De kwestie van de gedifferentieerde Gemeenschap is
opnieuw actueel geworden doordat een groeiend aantal aspirant-leden zich aan de Europese poort verdringt. Oostenrijk heeft zijn lidmaatschapsaanvraag ingediend. Zweden zal wellicht spoedig volgen. In
Noorwegen worden de pro-Europese gevoelens sterker. Turkije dringt aan op herziening van zijn afwijzing. De betrekkingen tussen de EG- en de EVA-landen worden nauwer. Enkele Centraaleuropese landen
– Polen, Hongarije en Tsjechoslowakije – wensen
zich, vooruitlopend op een volledig lidmaatschap,
met de EG te associeren. Het is duidelijk dat een zo
uiteenlopende groep van landen niet zonder slag of
stoot in de Gemeenschap kan worden geintegreerd.
Om een opening te bieden heeft Europees commissaris Andriessen gepleit voor een nieuw soort ‘geaffilieerd’ EG-lidmaatschap, waarbij de geaffilieerde leden
wel dezelfde rechten en plichten zouden hebben als
volwaardige lidstaten, maar slechts op een beperkt
aantal terreinen. Zijn ‘proefballon’ is door de Europese Commissie echter doorgeprikt.

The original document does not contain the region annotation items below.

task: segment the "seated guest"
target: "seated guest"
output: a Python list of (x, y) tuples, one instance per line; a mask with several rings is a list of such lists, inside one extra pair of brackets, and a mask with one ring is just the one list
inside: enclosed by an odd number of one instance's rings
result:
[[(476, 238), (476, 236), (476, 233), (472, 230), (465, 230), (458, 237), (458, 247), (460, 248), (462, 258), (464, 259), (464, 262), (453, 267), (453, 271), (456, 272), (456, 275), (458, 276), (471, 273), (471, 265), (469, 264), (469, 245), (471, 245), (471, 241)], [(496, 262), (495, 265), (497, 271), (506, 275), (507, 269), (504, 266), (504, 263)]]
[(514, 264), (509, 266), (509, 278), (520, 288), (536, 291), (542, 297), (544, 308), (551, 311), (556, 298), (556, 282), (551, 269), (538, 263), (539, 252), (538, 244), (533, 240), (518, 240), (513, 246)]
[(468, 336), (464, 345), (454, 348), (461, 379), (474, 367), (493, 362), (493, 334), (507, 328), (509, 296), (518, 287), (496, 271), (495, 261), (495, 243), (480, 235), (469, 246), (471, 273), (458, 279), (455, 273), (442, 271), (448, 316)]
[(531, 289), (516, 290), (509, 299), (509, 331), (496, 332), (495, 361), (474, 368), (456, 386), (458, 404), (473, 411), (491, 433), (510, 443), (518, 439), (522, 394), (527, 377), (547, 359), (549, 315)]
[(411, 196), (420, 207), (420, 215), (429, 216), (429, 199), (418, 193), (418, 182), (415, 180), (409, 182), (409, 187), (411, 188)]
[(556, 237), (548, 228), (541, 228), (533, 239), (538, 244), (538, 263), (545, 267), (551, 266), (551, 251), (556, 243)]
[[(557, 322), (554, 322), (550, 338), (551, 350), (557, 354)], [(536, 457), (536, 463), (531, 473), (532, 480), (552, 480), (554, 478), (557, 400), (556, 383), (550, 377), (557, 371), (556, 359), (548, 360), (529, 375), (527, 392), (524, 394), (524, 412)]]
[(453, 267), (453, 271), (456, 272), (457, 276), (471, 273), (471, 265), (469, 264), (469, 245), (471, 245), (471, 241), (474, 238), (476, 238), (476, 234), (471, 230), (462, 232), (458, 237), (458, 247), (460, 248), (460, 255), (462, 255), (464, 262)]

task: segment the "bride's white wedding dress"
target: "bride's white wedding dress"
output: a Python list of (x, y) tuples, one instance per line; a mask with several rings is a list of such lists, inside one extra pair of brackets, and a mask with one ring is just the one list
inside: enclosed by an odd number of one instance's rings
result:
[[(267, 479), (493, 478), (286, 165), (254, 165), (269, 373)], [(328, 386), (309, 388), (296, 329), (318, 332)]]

Natuurlijk heeft het ontstaan van verschillende vormen van lidmaatschap nadelen. Het zal de interne
coherentie in de Gemeenschap niet ten goede komen. Aan de andere kant kan een gediversificeerde
Gemeenschap aanvaardbaar zijn als tussenstation
op weg naar grotere eenheid. Daarbij moet worden
bedacht dat de overdracht van nationale bevoegdheden toch niet tot stand komt op basis van politieke
idealen, maar als sluitstuk van economische en politieke ontwikkelingen die de totstandkoming van gemeenschappelijke structuren op een gegeven moment logisch en noodzakelijk maken. Vanuit dat
gezichtspunt is er niet veel op tegen om het integratieproces op verschillende beleidsterreinen met een
beperkt aantal landen die daarvoor economisch en
politick rijp zijn, te beginnen en andere landen de
mogelijkheid te bieden zich aan te sluiten als ook
voor hen de tijd gekomen is.
Een Europa a la carte biedt mogelijkheden om de
EG zowel te verbreden als te verdiepen zonder dat
de grote politieke en economische verschillen daarvoor al bij voorbaat blokkades opwerpen. Het mogelijke verlies aan interne coherentie binnen de Gemeenschap moet misschien voor lief worden
genomen om het Europese huis uit te bouwen. Dat
is niet het opgeven van politieke idealen. Het is het
realistische besef dat kathedralen niet in een dag
worden gebouwd.
L. van der Geest
1. Zie ook: Europe a la carte, The Economist, 23 maart 1991
en Many-spired Europe. The Economist. 18 mei 1991.